Background: Mitochondriopathy has been recently rekindled as new cancer theory. We report on structural damage of breast-infiltrating ductal carcinoma (IDC) mitochondria characterised by reduced expression levels of the oxidative phosphorylation system (OXPHOS). Methods: Mitochondria from HMC-1 (human mammary carcinoma) and HMEC (human mammary epithelial cell) cultures, traced by Mitotracker, were assayed for OXPHOS expression levels using cryo-immunoelectron microscopy (CIEM) quantitative labelling and fluorescence immunolabelling on unfractionated HMC-1 and HEMC cells. Convolution degeneration was established by transmission electron microscopy (TEM). Twenty different cell sections for both HMC-1 and HEMC cells, including 65 and 72 mitochondria, respectively, were randomly recorded and quantitatively analyzed for the percentage of area occupied by intact cristae to provide a grading of mitochondrial damage (cristae loss index). Results: Depressed expression levels were detected for all HMC-1 OXPHOS complexes by CIEM. Normalized labelling density (HEMC/HMC-1), expressed as colloidal gold particles/mitochondrial area (ρ) provided the following values: 1.77 for the NADH-ubiquinone oxidoreductase complex I NDUFS3; 1.86 for the succinate- dehydrogenase complex II SDH-B protein; 1.63 for the ubiquinol cytochrome c reductase complex III UQCRC2; 4.88 and 1.58 for the cytochrome-oxidase complex IV (CO) subunit I and IV, respectively; 2.70 for the ATP-synthase complex V F1β protein. Fluorescence immunolabelling confirmed CIEM quantitative data.
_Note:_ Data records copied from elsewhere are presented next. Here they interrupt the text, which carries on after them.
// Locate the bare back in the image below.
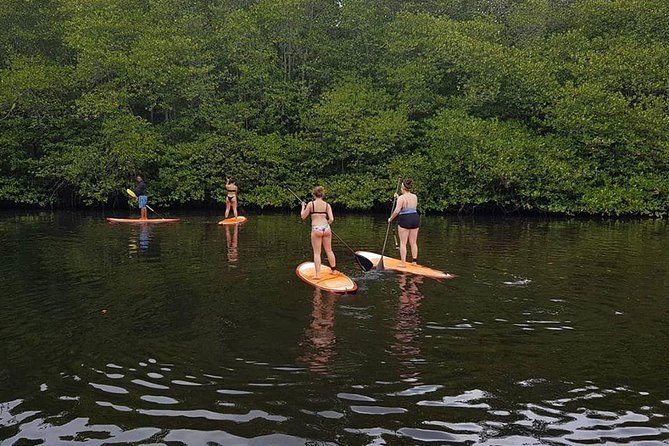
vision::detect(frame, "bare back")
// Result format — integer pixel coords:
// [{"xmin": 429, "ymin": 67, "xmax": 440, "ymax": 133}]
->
[{"xmin": 397, "ymin": 192, "xmax": 418, "ymax": 209}]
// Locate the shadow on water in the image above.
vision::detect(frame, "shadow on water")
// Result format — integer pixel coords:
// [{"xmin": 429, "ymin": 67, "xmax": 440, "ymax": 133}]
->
[{"xmin": 0, "ymin": 212, "xmax": 669, "ymax": 446}]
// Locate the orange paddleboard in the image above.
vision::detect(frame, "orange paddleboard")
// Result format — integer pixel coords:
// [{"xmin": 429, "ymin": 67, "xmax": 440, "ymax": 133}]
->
[
  {"xmin": 295, "ymin": 262, "xmax": 358, "ymax": 294},
  {"xmin": 107, "ymin": 217, "xmax": 181, "ymax": 225},
  {"xmin": 356, "ymin": 251, "xmax": 455, "ymax": 279},
  {"xmin": 218, "ymin": 215, "xmax": 248, "ymax": 225}
]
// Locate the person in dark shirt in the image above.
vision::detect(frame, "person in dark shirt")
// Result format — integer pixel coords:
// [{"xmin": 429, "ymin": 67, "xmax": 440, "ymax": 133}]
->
[{"xmin": 135, "ymin": 175, "xmax": 149, "ymax": 220}]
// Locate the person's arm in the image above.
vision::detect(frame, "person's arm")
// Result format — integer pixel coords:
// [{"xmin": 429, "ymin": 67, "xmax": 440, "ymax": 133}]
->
[
  {"xmin": 300, "ymin": 201, "xmax": 311, "ymax": 220},
  {"xmin": 328, "ymin": 203, "xmax": 334, "ymax": 224},
  {"xmin": 388, "ymin": 197, "xmax": 404, "ymax": 223}
]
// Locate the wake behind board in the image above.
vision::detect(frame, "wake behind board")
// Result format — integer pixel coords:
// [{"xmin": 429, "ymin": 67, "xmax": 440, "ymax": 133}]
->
[
  {"xmin": 218, "ymin": 215, "xmax": 248, "ymax": 225},
  {"xmin": 356, "ymin": 251, "xmax": 455, "ymax": 279},
  {"xmin": 295, "ymin": 262, "xmax": 358, "ymax": 294},
  {"xmin": 107, "ymin": 217, "xmax": 181, "ymax": 225}
]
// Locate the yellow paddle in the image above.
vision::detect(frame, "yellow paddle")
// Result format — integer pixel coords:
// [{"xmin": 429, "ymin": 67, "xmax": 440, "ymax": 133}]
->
[{"xmin": 125, "ymin": 189, "xmax": 165, "ymax": 219}]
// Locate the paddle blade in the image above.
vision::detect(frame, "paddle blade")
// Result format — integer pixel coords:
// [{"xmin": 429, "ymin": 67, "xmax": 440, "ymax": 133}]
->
[{"xmin": 355, "ymin": 254, "xmax": 374, "ymax": 272}]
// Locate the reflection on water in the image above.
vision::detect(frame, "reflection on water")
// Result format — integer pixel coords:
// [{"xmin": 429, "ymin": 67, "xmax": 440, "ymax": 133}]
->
[
  {"xmin": 300, "ymin": 289, "xmax": 337, "ymax": 373},
  {"xmin": 392, "ymin": 274, "xmax": 423, "ymax": 362},
  {"xmin": 224, "ymin": 225, "xmax": 240, "ymax": 266},
  {"xmin": 0, "ymin": 213, "xmax": 669, "ymax": 446}
]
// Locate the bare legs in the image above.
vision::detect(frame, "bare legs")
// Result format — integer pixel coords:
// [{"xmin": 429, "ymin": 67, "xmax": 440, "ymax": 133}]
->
[
  {"xmin": 397, "ymin": 226, "xmax": 418, "ymax": 266},
  {"xmin": 409, "ymin": 228, "xmax": 418, "ymax": 265},
  {"xmin": 311, "ymin": 229, "xmax": 337, "ymax": 279}
]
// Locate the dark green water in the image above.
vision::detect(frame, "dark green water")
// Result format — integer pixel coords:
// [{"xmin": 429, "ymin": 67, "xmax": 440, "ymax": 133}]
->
[{"xmin": 0, "ymin": 212, "xmax": 669, "ymax": 446}]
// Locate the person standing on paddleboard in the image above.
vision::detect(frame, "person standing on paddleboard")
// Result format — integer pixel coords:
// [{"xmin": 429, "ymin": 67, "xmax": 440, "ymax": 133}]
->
[
  {"xmin": 388, "ymin": 178, "xmax": 420, "ymax": 266},
  {"xmin": 224, "ymin": 178, "xmax": 238, "ymax": 218},
  {"xmin": 300, "ymin": 186, "xmax": 337, "ymax": 279},
  {"xmin": 135, "ymin": 175, "xmax": 149, "ymax": 220}
]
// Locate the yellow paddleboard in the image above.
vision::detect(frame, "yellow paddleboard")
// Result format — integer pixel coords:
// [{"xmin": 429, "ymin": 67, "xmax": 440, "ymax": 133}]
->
[
  {"xmin": 295, "ymin": 262, "xmax": 358, "ymax": 294},
  {"xmin": 218, "ymin": 215, "xmax": 248, "ymax": 225},
  {"xmin": 356, "ymin": 251, "xmax": 455, "ymax": 279}
]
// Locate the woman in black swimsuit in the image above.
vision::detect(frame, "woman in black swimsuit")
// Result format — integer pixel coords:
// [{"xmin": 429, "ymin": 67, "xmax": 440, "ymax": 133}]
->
[{"xmin": 388, "ymin": 178, "xmax": 420, "ymax": 266}]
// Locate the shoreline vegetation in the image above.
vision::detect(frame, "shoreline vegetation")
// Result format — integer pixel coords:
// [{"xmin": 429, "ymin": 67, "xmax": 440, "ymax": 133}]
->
[{"xmin": 0, "ymin": 0, "xmax": 669, "ymax": 217}]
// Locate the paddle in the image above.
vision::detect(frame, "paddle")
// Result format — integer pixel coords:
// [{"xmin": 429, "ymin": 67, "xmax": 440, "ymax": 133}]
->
[
  {"xmin": 376, "ymin": 177, "xmax": 402, "ymax": 271},
  {"xmin": 284, "ymin": 185, "xmax": 374, "ymax": 271},
  {"xmin": 125, "ymin": 189, "xmax": 165, "ymax": 220}
]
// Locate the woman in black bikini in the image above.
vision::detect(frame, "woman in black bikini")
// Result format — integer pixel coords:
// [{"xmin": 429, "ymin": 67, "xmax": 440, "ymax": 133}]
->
[
  {"xmin": 300, "ymin": 186, "xmax": 337, "ymax": 279},
  {"xmin": 225, "ymin": 178, "xmax": 238, "ymax": 218},
  {"xmin": 388, "ymin": 178, "xmax": 420, "ymax": 266}
]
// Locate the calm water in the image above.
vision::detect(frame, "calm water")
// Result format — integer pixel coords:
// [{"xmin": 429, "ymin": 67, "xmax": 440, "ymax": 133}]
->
[{"xmin": 0, "ymin": 212, "xmax": 669, "ymax": 446}]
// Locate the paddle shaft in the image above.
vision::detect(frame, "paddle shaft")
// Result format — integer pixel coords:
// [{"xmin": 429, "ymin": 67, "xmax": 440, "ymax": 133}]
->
[{"xmin": 376, "ymin": 177, "xmax": 402, "ymax": 270}]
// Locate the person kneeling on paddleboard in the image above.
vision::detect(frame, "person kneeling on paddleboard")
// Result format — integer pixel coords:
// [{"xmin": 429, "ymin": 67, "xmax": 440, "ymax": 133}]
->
[
  {"xmin": 135, "ymin": 175, "xmax": 149, "ymax": 220},
  {"xmin": 300, "ymin": 186, "xmax": 337, "ymax": 279},
  {"xmin": 388, "ymin": 178, "xmax": 420, "ymax": 266}
]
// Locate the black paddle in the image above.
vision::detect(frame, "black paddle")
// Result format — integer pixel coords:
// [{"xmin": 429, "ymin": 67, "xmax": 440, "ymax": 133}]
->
[
  {"xmin": 376, "ymin": 177, "xmax": 402, "ymax": 271},
  {"xmin": 285, "ymin": 186, "xmax": 374, "ymax": 271}
]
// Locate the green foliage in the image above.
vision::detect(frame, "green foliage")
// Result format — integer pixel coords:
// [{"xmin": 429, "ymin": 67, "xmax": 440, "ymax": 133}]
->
[{"xmin": 0, "ymin": 0, "xmax": 669, "ymax": 216}]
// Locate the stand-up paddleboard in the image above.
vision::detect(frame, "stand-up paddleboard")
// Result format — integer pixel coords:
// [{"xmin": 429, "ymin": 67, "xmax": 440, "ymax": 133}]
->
[
  {"xmin": 107, "ymin": 217, "xmax": 181, "ymax": 225},
  {"xmin": 355, "ymin": 251, "xmax": 455, "ymax": 279},
  {"xmin": 295, "ymin": 262, "xmax": 358, "ymax": 294},
  {"xmin": 218, "ymin": 215, "xmax": 248, "ymax": 225}
]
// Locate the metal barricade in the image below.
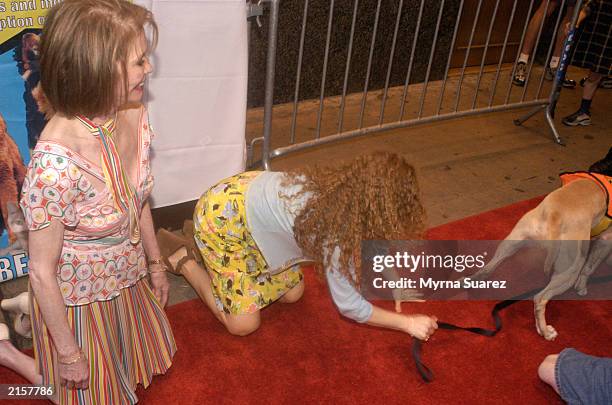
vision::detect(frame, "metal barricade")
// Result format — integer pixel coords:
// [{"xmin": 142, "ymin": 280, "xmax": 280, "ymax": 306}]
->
[{"xmin": 249, "ymin": 0, "xmax": 582, "ymax": 170}]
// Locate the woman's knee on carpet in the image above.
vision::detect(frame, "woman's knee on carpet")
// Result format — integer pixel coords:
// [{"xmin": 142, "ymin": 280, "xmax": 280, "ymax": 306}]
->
[
  {"xmin": 538, "ymin": 354, "xmax": 559, "ymax": 391},
  {"xmin": 225, "ymin": 311, "xmax": 261, "ymax": 336},
  {"xmin": 278, "ymin": 280, "xmax": 304, "ymax": 304}
]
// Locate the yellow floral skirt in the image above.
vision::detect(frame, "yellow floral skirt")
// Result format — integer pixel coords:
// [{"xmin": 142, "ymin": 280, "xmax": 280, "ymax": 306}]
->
[{"xmin": 193, "ymin": 172, "xmax": 303, "ymax": 315}]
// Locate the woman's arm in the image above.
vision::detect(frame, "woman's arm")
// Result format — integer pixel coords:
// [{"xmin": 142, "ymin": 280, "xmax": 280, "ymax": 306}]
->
[
  {"xmin": 140, "ymin": 201, "xmax": 170, "ymax": 308},
  {"xmin": 366, "ymin": 305, "xmax": 438, "ymax": 340},
  {"xmin": 28, "ymin": 220, "xmax": 89, "ymax": 388},
  {"xmin": 327, "ymin": 270, "xmax": 438, "ymax": 340}
]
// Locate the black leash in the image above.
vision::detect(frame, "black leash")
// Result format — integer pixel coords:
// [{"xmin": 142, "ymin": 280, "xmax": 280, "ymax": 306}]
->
[{"xmin": 412, "ymin": 275, "xmax": 612, "ymax": 383}]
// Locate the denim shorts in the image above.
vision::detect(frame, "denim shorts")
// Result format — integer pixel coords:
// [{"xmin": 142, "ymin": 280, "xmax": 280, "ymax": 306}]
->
[{"xmin": 555, "ymin": 349, "xmax": 612, "ymax": 405}]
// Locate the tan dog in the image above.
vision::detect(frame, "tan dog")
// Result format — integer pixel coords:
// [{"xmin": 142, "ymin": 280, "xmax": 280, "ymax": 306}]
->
[{"xmin": 471, "ymin": 148, "xmax": 612, "ymax": 340}]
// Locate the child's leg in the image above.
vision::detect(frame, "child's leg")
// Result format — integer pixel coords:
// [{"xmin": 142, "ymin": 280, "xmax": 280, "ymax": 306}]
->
[
  {"xmin": 278, "ymin": 280, "xmax": 304, "ymax": 304},
  {"xmin": 0, "ymin": 339, "xmax": 42, "ymax": 384}
]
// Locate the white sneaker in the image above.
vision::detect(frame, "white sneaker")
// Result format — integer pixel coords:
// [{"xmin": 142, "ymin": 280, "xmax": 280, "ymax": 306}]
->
[
  {"xmin": 0, "ymin": 323, "xmax": 11, "ymax": 341},
  {"xmin": 0, "ymin": 291, "xmax": 30, "ymax": 315}
]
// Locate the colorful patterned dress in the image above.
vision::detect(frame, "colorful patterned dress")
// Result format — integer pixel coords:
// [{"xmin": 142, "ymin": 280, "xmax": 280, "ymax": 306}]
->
[{"xmin": 21, "ymin": 108, "xmax": 176, "ymax": 404}]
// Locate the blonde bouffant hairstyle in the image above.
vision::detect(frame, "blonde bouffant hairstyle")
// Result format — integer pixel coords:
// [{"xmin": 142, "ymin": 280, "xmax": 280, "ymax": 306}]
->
[
  {"xmin": 285, "ymin": 152, "xmax": 425, "ymax": 286},
  {"xmin": 40, "ymin": 0, "xmax": 157, "ymax": 117}
]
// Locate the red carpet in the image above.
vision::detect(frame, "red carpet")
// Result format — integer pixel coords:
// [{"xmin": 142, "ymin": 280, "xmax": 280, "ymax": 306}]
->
[{"xmin": 0, "ymin": 195, "xmax": 612, "ymax": 405}]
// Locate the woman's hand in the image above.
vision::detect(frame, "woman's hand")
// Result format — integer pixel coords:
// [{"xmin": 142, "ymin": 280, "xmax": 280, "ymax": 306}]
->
[
  {"xmin": 151, "ymin": 265, "xmax": 170, "ymax": 308},
  {"xmin": 58, "ymin": 354, "xmax": 89, "ymax": 389},
  {"xmin": 405, "ymin": 314, "xmax": 438, "ymax": 341}
]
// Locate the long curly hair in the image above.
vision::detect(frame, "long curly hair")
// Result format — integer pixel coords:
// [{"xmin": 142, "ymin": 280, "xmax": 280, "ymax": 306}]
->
[{"xmin": 284, "ymin": 152, "xmax": 425, "ymax": 286}]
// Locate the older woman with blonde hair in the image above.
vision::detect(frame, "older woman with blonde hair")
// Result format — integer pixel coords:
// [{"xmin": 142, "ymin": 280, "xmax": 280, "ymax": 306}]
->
[{"xmin": 0, "ymin": 0, "xmax": 176, "ymax": 404}]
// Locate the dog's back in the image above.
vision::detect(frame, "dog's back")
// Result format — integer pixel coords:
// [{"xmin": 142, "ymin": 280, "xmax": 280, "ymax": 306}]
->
[{"xmin": 0, "ymin": 115, "xmax": 26, "ymax": 240}]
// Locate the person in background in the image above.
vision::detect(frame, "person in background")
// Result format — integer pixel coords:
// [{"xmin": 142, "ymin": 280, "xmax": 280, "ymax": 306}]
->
[
  {"xmin": 512, "ymin": 0, "xmax": 576, "ymax": 88},
  {"xmin": 538, "ymin": 349, "xmax": 612, "ymax": 405},
  {"xmin": 562, "ymin": 0, "xmax": 612, "ymax": 127}
]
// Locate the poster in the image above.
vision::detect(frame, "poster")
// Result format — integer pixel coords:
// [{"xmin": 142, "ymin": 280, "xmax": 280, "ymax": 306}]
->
[{"xmin": 0, "ymin": 0, "xmax": 60, "ymax": 282}]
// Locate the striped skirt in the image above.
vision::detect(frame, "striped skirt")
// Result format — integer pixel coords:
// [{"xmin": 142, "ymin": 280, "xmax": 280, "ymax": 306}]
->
[{"xmin": 31, "ymin": 279, "xmax": 176, "ymax": 404}]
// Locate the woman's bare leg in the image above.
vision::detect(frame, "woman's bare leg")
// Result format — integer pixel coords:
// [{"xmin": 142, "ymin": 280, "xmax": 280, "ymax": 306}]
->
[{"xmin": 168, "ymin": 248, "xmax": 261, "ymax": 336}]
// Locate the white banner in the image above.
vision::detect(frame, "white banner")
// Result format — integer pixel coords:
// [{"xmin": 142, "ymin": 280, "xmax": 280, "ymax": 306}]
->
[{"xmin": 135, "ymin": 0, "xmax": 248, "ymax": 207}]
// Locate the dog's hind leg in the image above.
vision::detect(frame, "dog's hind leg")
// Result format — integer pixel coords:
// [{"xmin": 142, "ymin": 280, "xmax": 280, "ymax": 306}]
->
[
  {"xmin": 470, "ymin": 215, "xmax": 536, "ymax": 280},
  {"xmin": 533, "ymin": 240, "xmax": 589, "ymax": 340},
  {"xmin": 574, "ymin": 238, "xmax": 612, "ymax": 296}
]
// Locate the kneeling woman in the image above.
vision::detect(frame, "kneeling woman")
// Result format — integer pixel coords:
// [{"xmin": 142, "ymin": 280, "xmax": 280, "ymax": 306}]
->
[{"xmin": 158, "ymin": 153, "xmax": 437, "ymax": 340}]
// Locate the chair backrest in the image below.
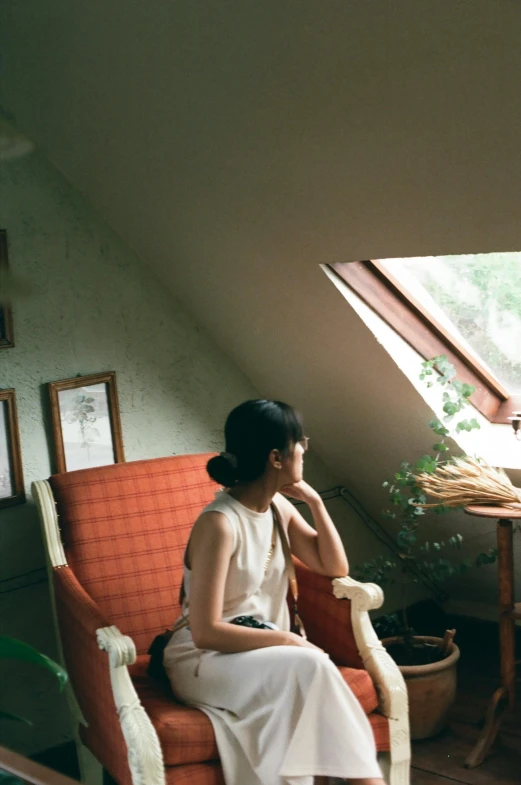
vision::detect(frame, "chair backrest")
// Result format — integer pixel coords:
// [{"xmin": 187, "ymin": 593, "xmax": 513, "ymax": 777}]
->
[{"xmin": 50, "ymin": 453, "xmax": 218, "ymax": 653}]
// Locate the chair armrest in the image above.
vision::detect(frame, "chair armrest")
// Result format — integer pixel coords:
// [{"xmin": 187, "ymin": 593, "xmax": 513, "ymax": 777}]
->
[
  {"xmin": 53, "ymin": 567, "xmax": 165, "ymax": 785},
  {"xmin": 333, "ymin": 577, "xmax": 411, "ymax": 772}
]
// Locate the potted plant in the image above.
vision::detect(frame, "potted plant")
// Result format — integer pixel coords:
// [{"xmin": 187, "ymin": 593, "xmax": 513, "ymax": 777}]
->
[{"xmin": 354, "ymin": 355, "xmax": 497, "ymax": 739}]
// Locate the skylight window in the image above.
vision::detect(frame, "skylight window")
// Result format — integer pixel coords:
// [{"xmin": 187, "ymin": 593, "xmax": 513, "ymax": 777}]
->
[{"xmin": 375, "ymin": 253, "xmax": 521, "ymax": 394}]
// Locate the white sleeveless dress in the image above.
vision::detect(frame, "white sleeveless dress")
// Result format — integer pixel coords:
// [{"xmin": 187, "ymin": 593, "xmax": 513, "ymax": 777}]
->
[{"xmin": 164, "ymin": 491, "xmax": 382, "ymax": 785}]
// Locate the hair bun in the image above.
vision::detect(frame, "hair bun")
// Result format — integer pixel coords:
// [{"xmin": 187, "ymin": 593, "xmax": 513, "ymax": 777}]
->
[{"xmin": 206, "ymin": 453, "xmax": 237, "ymax": 488}]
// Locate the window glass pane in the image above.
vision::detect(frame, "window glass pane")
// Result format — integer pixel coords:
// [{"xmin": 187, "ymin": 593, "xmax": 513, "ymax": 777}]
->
[{"xmin": 380, "ymin": 253, "xmax": 521, "ymax": 393}]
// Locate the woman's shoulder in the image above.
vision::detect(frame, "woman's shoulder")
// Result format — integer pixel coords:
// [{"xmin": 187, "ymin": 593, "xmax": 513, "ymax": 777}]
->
[
  {"xmin": 201, "ymin": 490, "xmax": 234, "ymax": 515},
  {"xmin": 272, "ymin": 493, "xmax": 295, "ymax": 531}
]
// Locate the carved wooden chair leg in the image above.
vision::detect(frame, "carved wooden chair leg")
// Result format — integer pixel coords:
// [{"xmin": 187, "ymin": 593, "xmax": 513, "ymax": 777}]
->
[{"xmin": 463, "ymin": 687, "xmax": 508, "ymax": 769}]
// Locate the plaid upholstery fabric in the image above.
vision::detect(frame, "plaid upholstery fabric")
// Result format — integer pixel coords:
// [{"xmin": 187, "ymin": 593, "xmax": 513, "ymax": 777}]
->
[
  {"xmin": 165, "ymin": 761, "xmax": 224, "ymax": 785},
  {"xmin": 50, "ymin": 454, "xmax": 217, "ymax": 652},
  {"xmin": 368, "ymin": 711, "xmax": 391, "ymax": 752},
  {"xmin": 295, "ymin": 559, "xmax": 364, "ymax": 669},
  {"xmin": 51, "ymin": 455, "xmax": 389, "ymax": 785},
  {"xmin": 129, "ymin": 654, "xmax": 219, "ymax": 766},
  {"xmin": 53, "ymin": 567, "xmax": 132, "ymax": 785},
  {"xmin": 130, "ymin": 655, "xmax": 378, "ymax": 766}
]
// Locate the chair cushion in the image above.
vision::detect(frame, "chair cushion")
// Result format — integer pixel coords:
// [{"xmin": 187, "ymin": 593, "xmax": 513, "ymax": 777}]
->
[
  {"xmin": 50, "ymin": 454, "xmax": 218, "ymax": 653},
  {"xmin": 129, "ymin": 655, "xmax": 380, "ymax": 766}
]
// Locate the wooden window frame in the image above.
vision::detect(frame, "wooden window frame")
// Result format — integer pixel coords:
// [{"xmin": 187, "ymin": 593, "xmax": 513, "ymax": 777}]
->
[
  {"xmin": 328, "ymin": 261, "xmax": 521, "ymax": 423},
  {"xmin": 0, "ymin": 389, "xmax": 25, "ymax": 510}
]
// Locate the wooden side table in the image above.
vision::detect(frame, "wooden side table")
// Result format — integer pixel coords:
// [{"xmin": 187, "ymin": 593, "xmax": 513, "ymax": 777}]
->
[{"xmin": 464, "ymin": 504, "xmax": 521, "ymax": 769}]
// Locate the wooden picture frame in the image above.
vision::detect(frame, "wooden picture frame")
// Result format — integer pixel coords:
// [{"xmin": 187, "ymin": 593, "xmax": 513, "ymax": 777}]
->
[
  {"xmin": 0, "ymin": 229, "xmax": 14, "ymax": 349},
  {"xmin": 0, "ymin": 389, "xmax": 25, "ymax": 508},
  {"xmin": 47, "ymin": 371, "xmax": 125, "ymax": 473}
]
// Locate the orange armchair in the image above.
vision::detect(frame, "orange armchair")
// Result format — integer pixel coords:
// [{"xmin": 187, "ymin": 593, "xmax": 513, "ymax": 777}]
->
[{"xmin": 33, "ymin": 454, "xmax": 410, "ymax": 785}]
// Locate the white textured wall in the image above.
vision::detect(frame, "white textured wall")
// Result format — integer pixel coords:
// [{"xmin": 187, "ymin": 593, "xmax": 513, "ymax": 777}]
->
[
  {"xmin": 0, "ymin": 155, "xmax": 388, "ymax": 753},
  {"xmin": 0, "ymin": 150, "xmax": 260, "ymax": 751}
]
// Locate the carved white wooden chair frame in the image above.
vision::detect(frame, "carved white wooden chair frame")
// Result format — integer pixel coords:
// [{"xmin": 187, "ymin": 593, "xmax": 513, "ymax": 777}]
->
[{"xmin": 32, "ymin": 480, "xmax": 411, "ymax": 785}]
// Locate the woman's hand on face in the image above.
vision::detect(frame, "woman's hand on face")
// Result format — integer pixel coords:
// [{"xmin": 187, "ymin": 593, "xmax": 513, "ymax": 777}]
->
[{"xmin": 280, "ymin": 480, "xmax": 320, "ymax": 504}]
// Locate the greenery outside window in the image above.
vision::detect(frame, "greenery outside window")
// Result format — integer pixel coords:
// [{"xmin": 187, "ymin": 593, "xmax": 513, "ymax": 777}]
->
[{"xmin": 331, "ymin": 253, "xmax": 521, "ymax": 422}]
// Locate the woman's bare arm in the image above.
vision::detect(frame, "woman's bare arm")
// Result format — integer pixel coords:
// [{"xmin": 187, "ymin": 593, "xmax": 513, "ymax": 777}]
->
[
  {"xmin": 188, "ymin": 512, "xmax": 317, "ymax": 653},
  {"xmin": 274, "ymin": 480, "xmax": 349, "ymax": 578}
]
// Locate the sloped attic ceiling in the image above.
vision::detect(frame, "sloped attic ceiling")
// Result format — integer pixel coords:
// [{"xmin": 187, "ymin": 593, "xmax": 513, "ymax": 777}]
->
[{"xmin": 0, "ymin": 0, "xmax": 521, "ymax": 608}]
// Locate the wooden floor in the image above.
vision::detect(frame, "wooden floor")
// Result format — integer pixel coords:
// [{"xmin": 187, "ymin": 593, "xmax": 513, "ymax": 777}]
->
[{"xmin": 36, "ymin": 619, "xmax": 521, "ymax": 785}]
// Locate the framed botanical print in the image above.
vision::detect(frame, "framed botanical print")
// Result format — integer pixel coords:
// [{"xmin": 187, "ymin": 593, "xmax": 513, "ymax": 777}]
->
[
  {"xmin": 0, "ymin": 229, "xmax": 14, "ymax": 349},
  {"xmin": 48, "ymin": 371, "xmax": 125, "ymax": 472},
  {"xmin": 0, "ymin": 390, "xmax": 25, "ymax": 508}
]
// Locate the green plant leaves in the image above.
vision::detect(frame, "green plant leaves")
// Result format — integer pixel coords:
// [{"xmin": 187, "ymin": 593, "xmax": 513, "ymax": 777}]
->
[
  {"xmin": 0, "ymin": 711, "xmax": 32, "ymax": 725},
  {"xmin": 0, "ymin": 635, "xmax": 68, "ymax": 690}
]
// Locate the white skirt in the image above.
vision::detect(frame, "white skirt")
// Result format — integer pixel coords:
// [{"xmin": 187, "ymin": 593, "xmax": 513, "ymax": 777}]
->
[{"xmin": 164, "ymin": 644, "xmax": 382, "ymax": 785}]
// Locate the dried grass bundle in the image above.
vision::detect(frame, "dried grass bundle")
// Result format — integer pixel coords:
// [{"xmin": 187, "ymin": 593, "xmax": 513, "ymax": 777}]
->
[{"xmin": 414, "ymin": 457, "xmax": 521, "ymax": 509}]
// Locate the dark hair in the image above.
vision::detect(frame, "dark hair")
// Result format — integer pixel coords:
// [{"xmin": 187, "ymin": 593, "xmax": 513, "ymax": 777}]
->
[{"xmin": 206, "ymin": 399, "xmax": 304, "ymax": 488}]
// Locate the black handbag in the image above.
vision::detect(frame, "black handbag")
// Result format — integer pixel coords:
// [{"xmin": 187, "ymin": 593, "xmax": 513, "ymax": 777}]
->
[{"xmin": 147, "ymin": 502, "xmax": 306, "ymax": 684}]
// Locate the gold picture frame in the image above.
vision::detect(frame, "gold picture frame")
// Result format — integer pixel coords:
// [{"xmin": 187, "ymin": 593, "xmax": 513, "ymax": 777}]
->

MitoTracker's co-staining showed altered membrane potential and permeability. Injury grading was categorised assigning three levels of morphological damage: i) severe, ii) moderate, iii) slight, corresponding to 0 % (6.2 % and 1.4 % for HMC-1 and HMEC, respectively), 1–50 % (21.5 % and 2.8 % for HMC-1 and HMEC, respectively) and 51–75 % (44.6 % and 15.3 % for HMC-1 and HMEC, respectively) of area occupied by intact cristae (p<0.0001, χ2Test). The entire HMC-1 mitochondrial damage resulted 3.7 times higher than that observed for HMEC cells (72.3HMC-1 %/19.5HMEC %). Conclusions: New phenotypic harm indexes for IDC cell mitochondria might provide new hallmarks in breast cancer cell biology. No significant financial relationships to disclose.